A recent deal Tunnock's made with Aldi and Lidl, the massive German-owned discount supermarket chains, means that production is expanding. "There is not too much to say," according to Burnett, "other than we got both of them about three years ago and they together take more [product] than our previous biggest retailer. Overall, our sales have increased by 50 percent in three years. In effect, it has put a lot of pressure on us. ... To re-adjust, we are spending millions on ... ovens, spreading technology, and the like. We have installed a new Teacake line, increasing our capacity for that item by about 30 percent, and, in May, we will build an extension on to the factory. That obviously means more plant as well as an increase in the workforce."

The company currently employs about 400 people across three shifts. Staff turnover is low, and most of the workers have been here for years, some following their parents and even their grandparents into the bakery.

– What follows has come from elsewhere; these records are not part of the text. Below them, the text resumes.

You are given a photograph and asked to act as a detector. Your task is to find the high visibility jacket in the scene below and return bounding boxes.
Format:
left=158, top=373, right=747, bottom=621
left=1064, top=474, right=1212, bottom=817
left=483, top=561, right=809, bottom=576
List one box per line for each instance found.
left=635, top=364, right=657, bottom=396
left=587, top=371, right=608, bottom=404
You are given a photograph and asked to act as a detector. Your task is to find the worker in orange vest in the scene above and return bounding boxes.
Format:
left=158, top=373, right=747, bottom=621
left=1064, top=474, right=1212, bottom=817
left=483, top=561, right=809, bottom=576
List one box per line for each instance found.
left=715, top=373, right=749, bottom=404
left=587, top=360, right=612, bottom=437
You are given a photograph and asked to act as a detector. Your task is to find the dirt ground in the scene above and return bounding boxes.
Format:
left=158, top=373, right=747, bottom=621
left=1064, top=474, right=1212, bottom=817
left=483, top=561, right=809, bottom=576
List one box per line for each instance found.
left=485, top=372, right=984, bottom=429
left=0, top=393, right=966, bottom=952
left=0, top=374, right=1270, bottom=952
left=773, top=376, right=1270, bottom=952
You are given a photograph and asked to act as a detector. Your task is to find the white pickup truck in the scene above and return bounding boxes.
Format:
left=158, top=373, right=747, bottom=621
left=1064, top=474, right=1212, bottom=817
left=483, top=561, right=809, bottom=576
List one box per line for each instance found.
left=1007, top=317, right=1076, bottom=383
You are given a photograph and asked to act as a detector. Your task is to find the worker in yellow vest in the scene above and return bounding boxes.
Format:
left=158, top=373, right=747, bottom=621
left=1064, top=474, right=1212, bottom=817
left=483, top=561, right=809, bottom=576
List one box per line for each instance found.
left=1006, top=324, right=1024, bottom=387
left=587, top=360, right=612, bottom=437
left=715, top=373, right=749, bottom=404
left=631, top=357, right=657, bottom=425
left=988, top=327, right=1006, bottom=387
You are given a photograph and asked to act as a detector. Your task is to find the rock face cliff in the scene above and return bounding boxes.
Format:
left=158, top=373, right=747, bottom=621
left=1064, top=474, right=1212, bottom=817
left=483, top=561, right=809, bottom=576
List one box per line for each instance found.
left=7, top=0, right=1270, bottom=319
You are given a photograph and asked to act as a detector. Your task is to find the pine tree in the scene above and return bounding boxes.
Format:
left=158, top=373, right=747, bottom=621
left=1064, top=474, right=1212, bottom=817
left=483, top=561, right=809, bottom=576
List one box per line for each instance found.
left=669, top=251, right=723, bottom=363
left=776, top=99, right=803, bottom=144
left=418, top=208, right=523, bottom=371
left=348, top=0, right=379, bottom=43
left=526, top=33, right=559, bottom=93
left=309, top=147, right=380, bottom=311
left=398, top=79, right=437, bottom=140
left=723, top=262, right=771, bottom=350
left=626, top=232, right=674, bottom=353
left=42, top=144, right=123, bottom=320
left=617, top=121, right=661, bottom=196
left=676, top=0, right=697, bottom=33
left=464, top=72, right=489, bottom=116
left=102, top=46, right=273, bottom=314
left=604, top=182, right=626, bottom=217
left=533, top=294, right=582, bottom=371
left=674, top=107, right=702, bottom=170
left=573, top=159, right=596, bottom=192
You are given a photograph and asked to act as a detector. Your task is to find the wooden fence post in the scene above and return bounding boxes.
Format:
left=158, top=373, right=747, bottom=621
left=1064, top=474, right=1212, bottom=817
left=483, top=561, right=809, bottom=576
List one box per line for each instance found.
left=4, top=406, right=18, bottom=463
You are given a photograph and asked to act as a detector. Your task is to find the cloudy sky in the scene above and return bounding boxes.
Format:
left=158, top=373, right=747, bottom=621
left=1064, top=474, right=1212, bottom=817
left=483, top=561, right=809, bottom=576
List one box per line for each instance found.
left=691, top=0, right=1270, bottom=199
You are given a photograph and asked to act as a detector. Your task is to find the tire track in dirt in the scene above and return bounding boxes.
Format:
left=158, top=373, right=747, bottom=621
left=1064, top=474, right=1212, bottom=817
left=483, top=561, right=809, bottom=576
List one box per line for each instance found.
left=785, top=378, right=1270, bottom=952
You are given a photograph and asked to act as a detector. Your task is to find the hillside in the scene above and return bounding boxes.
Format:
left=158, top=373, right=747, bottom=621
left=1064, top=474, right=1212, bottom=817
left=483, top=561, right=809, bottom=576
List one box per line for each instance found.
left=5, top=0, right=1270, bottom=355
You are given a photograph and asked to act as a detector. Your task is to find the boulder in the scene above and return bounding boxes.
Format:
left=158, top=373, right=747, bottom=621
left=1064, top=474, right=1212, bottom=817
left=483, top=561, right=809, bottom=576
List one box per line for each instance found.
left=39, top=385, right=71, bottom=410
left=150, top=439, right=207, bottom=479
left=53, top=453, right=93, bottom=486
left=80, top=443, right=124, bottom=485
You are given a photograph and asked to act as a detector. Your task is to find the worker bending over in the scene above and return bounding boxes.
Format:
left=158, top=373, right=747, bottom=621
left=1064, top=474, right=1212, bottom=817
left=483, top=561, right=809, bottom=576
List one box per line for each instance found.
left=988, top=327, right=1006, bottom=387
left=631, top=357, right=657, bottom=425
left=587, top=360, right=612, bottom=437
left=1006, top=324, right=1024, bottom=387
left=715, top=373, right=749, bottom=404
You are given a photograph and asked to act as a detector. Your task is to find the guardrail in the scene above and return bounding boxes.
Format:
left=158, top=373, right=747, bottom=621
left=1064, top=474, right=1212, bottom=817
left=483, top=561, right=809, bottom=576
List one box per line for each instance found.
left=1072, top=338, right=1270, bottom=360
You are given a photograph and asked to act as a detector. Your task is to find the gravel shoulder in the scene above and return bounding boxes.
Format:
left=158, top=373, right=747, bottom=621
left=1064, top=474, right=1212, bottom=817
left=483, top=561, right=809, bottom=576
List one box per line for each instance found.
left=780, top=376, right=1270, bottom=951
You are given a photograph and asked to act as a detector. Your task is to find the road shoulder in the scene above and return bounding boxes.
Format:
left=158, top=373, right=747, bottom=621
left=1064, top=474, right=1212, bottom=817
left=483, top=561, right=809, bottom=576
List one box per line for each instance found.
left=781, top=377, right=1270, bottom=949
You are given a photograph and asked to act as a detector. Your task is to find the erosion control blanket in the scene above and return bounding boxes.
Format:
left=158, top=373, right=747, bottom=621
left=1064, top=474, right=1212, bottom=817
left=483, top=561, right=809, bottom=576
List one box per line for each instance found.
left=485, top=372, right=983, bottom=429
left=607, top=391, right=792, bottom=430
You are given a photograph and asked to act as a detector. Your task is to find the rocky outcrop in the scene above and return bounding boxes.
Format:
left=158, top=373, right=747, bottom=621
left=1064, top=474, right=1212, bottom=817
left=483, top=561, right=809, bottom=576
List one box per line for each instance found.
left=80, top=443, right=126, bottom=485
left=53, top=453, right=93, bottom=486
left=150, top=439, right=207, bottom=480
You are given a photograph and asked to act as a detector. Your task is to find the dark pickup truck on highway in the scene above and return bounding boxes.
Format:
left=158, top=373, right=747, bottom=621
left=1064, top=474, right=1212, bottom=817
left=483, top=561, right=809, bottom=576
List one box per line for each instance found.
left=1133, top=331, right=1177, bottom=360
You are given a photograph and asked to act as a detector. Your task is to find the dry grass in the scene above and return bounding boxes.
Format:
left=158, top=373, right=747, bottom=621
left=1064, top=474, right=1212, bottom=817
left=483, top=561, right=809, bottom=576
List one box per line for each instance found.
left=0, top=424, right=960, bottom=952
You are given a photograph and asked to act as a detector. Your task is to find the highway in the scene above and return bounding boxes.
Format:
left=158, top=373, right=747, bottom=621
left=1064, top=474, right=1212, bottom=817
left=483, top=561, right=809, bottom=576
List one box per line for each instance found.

The U.K. is still the top market for Tunnock's, accounting for 80 percent of sales. The Middle East accounts for 10 percent, and all other markets combined make up the rest. Why do the products do so well in the Middle East? Burnett thinks that it has to do in part with the packaging — other chocolate brands opt for navy or purple wrappers, but Tunnock's signature red and gold stands out. "The story goes," said Burnett, "that Archie Tunnock, son of founder Tom, realized that the product would sell much better in brightly colored packaging and that, once the red and gold stripes came in, sales almost doubled. Certainly, when we got involved in the Middle East in the late '60s, the buyer from the region was in a shop in London, saw the product, and bought it because it stood out. Because we started early, the Middle East is our biggest overseas market." As for the smiling, red-cheeked boy on the package, his origins are lost in the mists of time — but Burnett said that he probably wasn't a Tunnock family member.